Bu durumda hangi tarafın galip geleceğine, kişinin dünyaya geliş ve var olma
amacını idrak edebilme kabiliyeti karar verecektir.
İşte Nietzsche’nin söylediği
sözle gelinen yol ayrımı da tam olarak burasıdır. Ruhun, dünya gözüyle para
etmeyen ihtiyaçlarını gidermek için bir yürüyüşe çıkmak mı? Yoksa bedenin
sınırsız haz ve zevklerine yetişebilmek için bir koşucu olmak mı?
Birinci seçeneği seçenlerin
etrafında onu anlayacak pek az insan olacak ve bu durum insanı, münzevileşen
bir hayatın tam ortasında bırakacak.

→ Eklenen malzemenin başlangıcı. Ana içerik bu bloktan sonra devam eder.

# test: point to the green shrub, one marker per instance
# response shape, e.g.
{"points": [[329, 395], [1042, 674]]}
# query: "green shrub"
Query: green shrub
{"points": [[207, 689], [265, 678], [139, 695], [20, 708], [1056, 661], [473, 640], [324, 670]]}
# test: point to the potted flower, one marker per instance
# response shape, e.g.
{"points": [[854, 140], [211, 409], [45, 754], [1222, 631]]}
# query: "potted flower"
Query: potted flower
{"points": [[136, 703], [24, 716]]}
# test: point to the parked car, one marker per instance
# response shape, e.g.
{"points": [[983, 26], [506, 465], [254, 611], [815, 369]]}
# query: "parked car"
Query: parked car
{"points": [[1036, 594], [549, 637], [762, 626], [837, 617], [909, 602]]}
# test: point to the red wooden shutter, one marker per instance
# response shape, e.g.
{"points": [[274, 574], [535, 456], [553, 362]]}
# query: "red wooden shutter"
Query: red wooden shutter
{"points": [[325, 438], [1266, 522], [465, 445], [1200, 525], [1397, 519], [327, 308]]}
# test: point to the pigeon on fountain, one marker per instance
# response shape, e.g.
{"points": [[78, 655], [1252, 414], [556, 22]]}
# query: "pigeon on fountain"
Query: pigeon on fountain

Fakat düşünülenin aksine bu yeni mekân
insana, bedeni ihtiyaçlar için oldukça kalabalık bir yerde bulunanların farkına
varmadığı bir fırsatı; ‘ruhun ruhunu’ dinleme fırsatını verecek.
İkinci seçenekte ‘herkes birbirini
anlıyor’ dedirtecek kadar çok insan etrafı sarmış olsa da bu durum insanı,
izdiham yaşanacak bir hayatın tam ortasında yapayalnız bırakacak. Fakat düşünülenin
aksine bu yeni mekân insana, ruhi ihtiyaçlar için oldukça tenha bir yerde
bulunanların farkına varamadığı bir fırsatı; bedenlerin çığlığını dinleme
fırsatını verecek.
İki ihtimalde de ruh ile
bedeninin ancak çapraz sorguda ancak ortaya çıkartılabilecek tutarsızlıkları, ilahi
olarak görevlendirilen meleklerce zapturapt altına alınmaya devam edecek. Fakat
ne yazık ki ruhu doyurmak üzere kurgulanmamış olan sistem yine galip gelecek. Sonuç
olarak Nietzsche yine haklı çıkacak; d e ğ m e z!